We talked with victims of domestic abuse who say they are emotionally connected to this crime.  We are not releasing their identities.

One abuse victim says "it could've been anybody, you know.  She tried to get help that she needed, and it didn't help."

Restraining orders can be issued 24 hours a day by calling police.

"It's one step that they can take to add to their safety," says Linneh Hanshaw of Lafayette House.

Police say Rondias violated Monica's restraining order in November.  Then, on Saturday, a friend drove up to Monica's house.

Police say Monica stuck her head out her apartment door.  The friend says she saw Rondias who was waiting outside force himself inside.

The friend heard Monica say, "no Ron, please."

Monica was later found by police with three gunshot wounds to the head and later died.

Rondias was found with a single gunshot wound under his chin.

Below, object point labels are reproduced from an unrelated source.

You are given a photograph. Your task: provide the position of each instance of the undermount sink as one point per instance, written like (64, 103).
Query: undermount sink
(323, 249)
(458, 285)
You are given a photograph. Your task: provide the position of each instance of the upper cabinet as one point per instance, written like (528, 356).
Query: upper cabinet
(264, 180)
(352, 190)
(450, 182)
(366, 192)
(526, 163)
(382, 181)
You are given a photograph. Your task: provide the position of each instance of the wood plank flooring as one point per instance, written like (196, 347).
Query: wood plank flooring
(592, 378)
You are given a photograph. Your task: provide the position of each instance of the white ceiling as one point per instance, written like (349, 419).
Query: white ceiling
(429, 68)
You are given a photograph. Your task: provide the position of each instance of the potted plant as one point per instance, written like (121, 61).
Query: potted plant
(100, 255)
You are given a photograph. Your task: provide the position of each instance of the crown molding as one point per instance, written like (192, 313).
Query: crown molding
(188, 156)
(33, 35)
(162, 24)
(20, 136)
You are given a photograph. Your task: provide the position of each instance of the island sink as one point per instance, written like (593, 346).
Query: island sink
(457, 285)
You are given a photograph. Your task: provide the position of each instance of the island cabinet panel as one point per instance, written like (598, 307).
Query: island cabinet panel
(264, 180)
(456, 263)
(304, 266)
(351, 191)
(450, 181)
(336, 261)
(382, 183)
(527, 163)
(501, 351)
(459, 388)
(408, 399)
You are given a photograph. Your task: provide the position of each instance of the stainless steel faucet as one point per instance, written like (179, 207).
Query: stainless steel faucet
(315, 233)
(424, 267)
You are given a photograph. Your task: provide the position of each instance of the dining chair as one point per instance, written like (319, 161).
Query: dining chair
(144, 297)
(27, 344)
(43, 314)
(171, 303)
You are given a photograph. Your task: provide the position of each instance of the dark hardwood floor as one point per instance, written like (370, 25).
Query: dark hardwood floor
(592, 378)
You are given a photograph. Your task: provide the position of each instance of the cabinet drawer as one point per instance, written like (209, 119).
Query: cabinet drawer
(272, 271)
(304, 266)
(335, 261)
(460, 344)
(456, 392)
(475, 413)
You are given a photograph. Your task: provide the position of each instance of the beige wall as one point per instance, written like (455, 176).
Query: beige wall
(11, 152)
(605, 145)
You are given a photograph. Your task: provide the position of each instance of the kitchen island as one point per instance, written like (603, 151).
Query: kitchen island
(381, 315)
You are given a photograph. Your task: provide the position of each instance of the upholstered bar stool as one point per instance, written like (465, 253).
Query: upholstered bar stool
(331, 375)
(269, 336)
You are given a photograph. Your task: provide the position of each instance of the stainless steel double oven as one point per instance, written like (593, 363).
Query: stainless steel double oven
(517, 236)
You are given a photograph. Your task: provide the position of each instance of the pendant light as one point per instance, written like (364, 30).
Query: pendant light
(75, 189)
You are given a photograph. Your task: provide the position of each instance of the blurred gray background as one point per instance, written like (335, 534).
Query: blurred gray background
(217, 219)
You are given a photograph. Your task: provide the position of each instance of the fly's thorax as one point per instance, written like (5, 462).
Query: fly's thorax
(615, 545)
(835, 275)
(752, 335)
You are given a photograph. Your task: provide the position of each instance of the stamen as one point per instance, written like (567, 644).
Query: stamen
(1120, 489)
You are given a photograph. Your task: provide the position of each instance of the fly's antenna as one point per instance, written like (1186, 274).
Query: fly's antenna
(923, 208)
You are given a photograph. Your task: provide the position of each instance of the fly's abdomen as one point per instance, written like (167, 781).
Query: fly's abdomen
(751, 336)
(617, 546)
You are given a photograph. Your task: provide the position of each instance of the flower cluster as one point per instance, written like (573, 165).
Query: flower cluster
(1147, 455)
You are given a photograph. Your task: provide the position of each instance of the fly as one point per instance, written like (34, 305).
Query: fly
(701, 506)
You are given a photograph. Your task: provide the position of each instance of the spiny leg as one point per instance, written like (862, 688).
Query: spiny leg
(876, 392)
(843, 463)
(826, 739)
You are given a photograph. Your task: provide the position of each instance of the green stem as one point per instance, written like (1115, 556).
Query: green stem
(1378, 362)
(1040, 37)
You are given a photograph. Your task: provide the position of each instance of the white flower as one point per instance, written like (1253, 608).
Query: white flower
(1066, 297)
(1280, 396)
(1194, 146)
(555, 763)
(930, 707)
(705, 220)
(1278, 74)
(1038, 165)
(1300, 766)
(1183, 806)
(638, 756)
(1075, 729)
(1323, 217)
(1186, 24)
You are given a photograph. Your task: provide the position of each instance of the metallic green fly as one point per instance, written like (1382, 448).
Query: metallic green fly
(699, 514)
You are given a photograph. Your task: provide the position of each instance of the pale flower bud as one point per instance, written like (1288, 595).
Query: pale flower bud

Police say it was a murder and attempted suicide.

Workers Lafayette House, an organization that helps abused men and women, say it's important for people to know getting a restraining order against someone is a critical first step.

But it doesn't end there.

"When they're leaving is a dangerous time and so it can escalate," says Hanshaw.

It's also important for friends to care for each other and pay attention to warning signs.

"Threatening looks, using the children against her, threatening to call the law, isolation, things like that, and the stuff that doesn't happen overnight," says Hanshaw.

The Lafayette House shelters abused men or women with or without children, before, during or after a restraining order.

Relocation services are also offered.

"If he comes back, I can always call," an abuse victim tells us.  "You'll be an outpatient.  Usually after you get out you'll be an outpatient."

More than anything, Lafayette House offers support and continued vigilance that brings safety.

Those on the road to recovery say Monica's death brings hurt but also serves as a reminder to stay strong.